PARIS, 17 February 2003 — Richard Perle, a special adviser to US Defense Secretary Donald Rumsfeld and one of the principal proponents of war in the Bush administration, says that “it is not in France’s best interest to want to turn Europe into an adversary of the United States.”
Interviewed in the weekend issue of national daily newspaper Le Figaro, Perle, one of Washington’s strongest backers of an allied invasion of Iraq, warned the French about “going too far in their desire to want to turn Europe into a counterweight to the United States.”
“True,” he admits, “between allies we always can’t be in agreement about everything. But then to go so far as want to devise a strategy of positioning (Europe) as a counterforce (to the United States) is destructive and useless.”

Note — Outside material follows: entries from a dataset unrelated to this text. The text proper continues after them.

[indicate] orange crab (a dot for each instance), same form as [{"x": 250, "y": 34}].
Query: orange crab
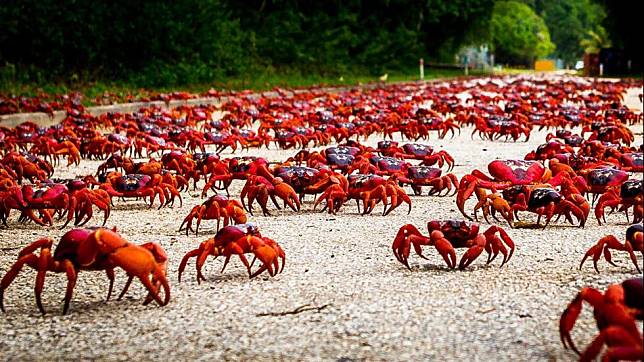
[
  {"x": 615, "y": 311},
  {"x": 238, "y": 240},
  {"x": 445, "y": 236},
  {"x": 92, "y": 249}
]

“Especially,” he continues, “because the European Union doesn’t need to have to define itself against anybody or anything to bring about its cohesion.”

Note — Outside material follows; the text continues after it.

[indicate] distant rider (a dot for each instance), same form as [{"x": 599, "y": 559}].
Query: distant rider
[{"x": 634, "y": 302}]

As far as he is concerned, moreover, the problem is not between the US and France — “I have a lot of affection for the French people,” he notes — but with President Jacques Chirac.
“What we would like to hear in Washington these days,” he noted, “is that President Chirac is not in the process of turning the European Union into an adversary of the United States. Because, if that were the case, we would have to think of going our separate ways.”
Still, adds Perle, “I’m not for a boycott of French products, as some US Congressmen have proposed, not only because I like French wine, but also because I’m against settling differences with punitive measures. It’s much better to discuss such things.”
As far as he’s concerned, if France has shown in recent days a different appreciation (from the United States) of Iraq and Saddam Hussein, “it’s largely because of France’s desire to make a special arrangement with Iraq, this in turn because of the commercial relations that France has long had with Saddam Hussein.”